The table in the following figure contains 16 Region Proposals.

When a Region Proposal is of the float data type, it occupies 32 bytes. Byte[31:24] is invalid and Byte[23:0] contains six float elements. To be specific, Byte[23:20] is defined as the label, Byte[19:16] is defined as the score, Byte[15:12] is defined as y2, Byte[11:8] is defined as x2, Byte[7:4] is defined as y1, and Byte[3:0] is defined as x1.

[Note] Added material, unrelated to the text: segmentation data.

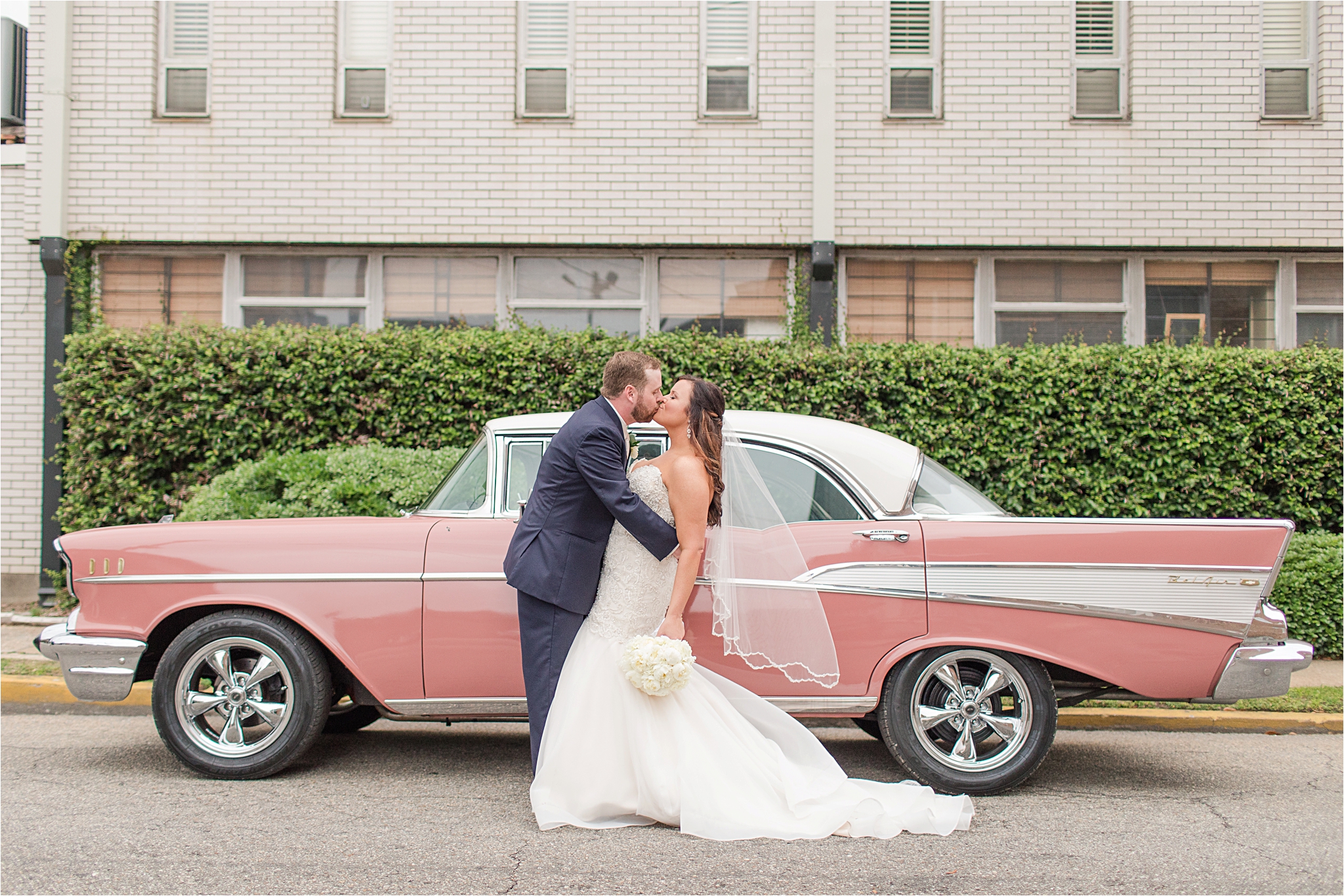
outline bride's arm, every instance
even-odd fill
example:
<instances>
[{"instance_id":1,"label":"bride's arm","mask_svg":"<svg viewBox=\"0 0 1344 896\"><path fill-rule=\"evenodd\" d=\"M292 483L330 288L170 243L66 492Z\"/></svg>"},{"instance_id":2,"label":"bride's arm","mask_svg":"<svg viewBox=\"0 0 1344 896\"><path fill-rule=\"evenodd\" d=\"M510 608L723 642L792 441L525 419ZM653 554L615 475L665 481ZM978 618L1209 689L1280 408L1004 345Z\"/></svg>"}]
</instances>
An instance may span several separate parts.
<instances>
[{"instance_id":1,"label":"bride's arm","mask_svg":"<svg viewBox=\"0 0 1344 896\"><path fill-rule=\"evenodd\" d=\"M704 528L710 514L710 474L699 458L679 459L671 470L664 470L668 486L668 502L676 517L676 537L681 549L676 562L676 579L672 582L672 599L657 634L669 638L684 638L685 623L681 614L691 602L695 588L695 575L700 571L704 557Z\"/></svg>"}]
</instances>

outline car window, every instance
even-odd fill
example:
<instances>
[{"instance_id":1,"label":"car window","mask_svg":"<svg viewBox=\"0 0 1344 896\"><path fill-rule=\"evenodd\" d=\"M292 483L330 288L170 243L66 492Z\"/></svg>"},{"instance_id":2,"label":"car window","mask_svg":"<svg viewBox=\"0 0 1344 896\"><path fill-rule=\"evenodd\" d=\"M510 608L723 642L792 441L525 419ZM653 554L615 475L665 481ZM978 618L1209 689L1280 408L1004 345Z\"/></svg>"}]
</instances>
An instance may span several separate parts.
<instances>
[{"instance_id":1,"label":"car window","mask_svg":"<svg viewBox=\"0 0 1344 896\"><path fill-rule=\"evenodd\" d=\"M976 490L976 486L929 455L923 458L913 509L915 513L935 516L957 513L1008 516L1001 506Z\"/></svg>"},{"instance_id":2,"label":"car window","mask_svg":"<svg viewBox=\"0 0 1344 896\"><path fill-rule=\"evenodd\" d=\"M517 513L519 504L532 497L536 470L542 466L550 439L511 441L504 461L504 513Z\"/></svg>"},{"instance_id":3,"label":"car window","mask_svg":"<svg viewBox=\"0 0 1344 896\"><path fill-rule=\"evenodd\" d=\"M485 437L462 455L422 510L474 510L485 504L485 480L489 476Z\"/></svg>"},{"instance_id":4,"label":"car window","mask_svg":"<svg viewBox=\"0 0 1344 896\"><path fill-rule=\"evenodd\" d=\"M862 520L859 508L831 478L802 458L773 449L747 446L785 523Z\"/></svg>"}]
</instances>

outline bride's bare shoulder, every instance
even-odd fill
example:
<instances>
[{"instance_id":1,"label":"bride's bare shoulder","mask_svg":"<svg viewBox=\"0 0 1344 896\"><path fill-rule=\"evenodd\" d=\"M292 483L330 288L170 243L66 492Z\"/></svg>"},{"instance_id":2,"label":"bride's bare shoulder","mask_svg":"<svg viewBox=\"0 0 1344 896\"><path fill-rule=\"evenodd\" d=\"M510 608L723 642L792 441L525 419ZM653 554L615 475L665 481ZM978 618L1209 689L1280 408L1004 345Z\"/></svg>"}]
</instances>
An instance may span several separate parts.
<instances>
[{"instance_id":1,"label":"bride's bare shoulder","mask_svg":"<svg viewBox=\"0 0 1344 896\"><path fill-rule=\"evenodd\" d=\"M687 490L692 493L708 492L710 473L704 469L704 461L694 454L669 457L665 463L659 465L663 470L663 480L668 490Z\"/></svg>"}]
</instances>

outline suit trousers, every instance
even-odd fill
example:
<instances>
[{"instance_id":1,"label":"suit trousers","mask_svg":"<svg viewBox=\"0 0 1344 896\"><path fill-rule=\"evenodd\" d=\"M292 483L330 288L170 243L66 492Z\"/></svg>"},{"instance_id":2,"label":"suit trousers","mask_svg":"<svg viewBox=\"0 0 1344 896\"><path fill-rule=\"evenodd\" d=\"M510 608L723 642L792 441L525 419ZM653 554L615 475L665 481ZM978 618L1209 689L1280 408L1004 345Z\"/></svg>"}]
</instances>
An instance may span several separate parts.
<instances>
[{"instance_id":1,"label":"suit trousers","mask_svg":"<svg viewBox=\"0 0 1344 896\"><path fill-rule=\"evenodd\" d=\"M532 729L532 772L542 748L546 716L555 700L560 669L587 617L517 592L517 634L523 646L523 684L527 689L527 724Z\"/></svg>"}]
</instances>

The table in the following figure contains 16 Region Proposals.

Prototype
1 2 | template <typename T, bool isFullSort> __aicore__ inline void Sort(const LocalTensor<T> &dstLocal, const LocalTensor<T> &concatLocal, const LocalTensor<uint32_t> &indexLocal, LocalTensor<T> &tmpLocal, const int32_t repeatTimes) |
Parameters
API |
Function |
|---|---|
T |
Data type of the operand. |
isFullSort |
Whether to enable the full sorting mode. In full sorting mode, all inputs are sorted in descending order. For details about non-full sorting mode, see the description of repeatTimes in Table 2. |
Parameter |
Input/Output |
Description |
|---|---|---|
dstLocal |
Output |
Destination operand. The type is LocalTensor, and the supported TPosition is VECIN, VECCALC, or VECOUT. The start address of the LocalTensor must be 32-byte aligned. |
concatLocal |
Input |
Source operand. The type is LocalTensor, and the supported TPosition is VECIN, VECCALC, or VECOUT. The start address of the LocalTensor must be 32-byte aligned. The source operand must have the same data type as the destination operand. |
indexLocal |
Input |
Source operand. The type is LocalTensor, and the supported TPosition is VECIN, VECCALC, or VECOUT. The start address of the LocalTensor must be 32-byte aligned. This source operand is fixed at the uint32_t data type. |
tmpLocal |
Input |
Temporary space. This parameter is used to store intermediate variables during complex internal API computation and is provided by developers. The data type must be the same as that of the source operand. The type is LocalTensor, and the supported TPosition is VECIN, VECCALC, or VECOUT. The start address of the LocalTensor must be 32-byte aligned. |
repeatTimes |
Input |
Number of iteration repeats. The value is of the int32_t type. |
Returns
None
Availability
Constraints
- When score[i] is the same as score[j], if i>j, score[j] is selected first. That is, the index sequence is the same as the input sequence.
- In non-full sorting mode, data within each iteration is sorted, but data across different iterations is not sorted.
- For details about the alignment requirements of the operand address offset, see General Restrictions.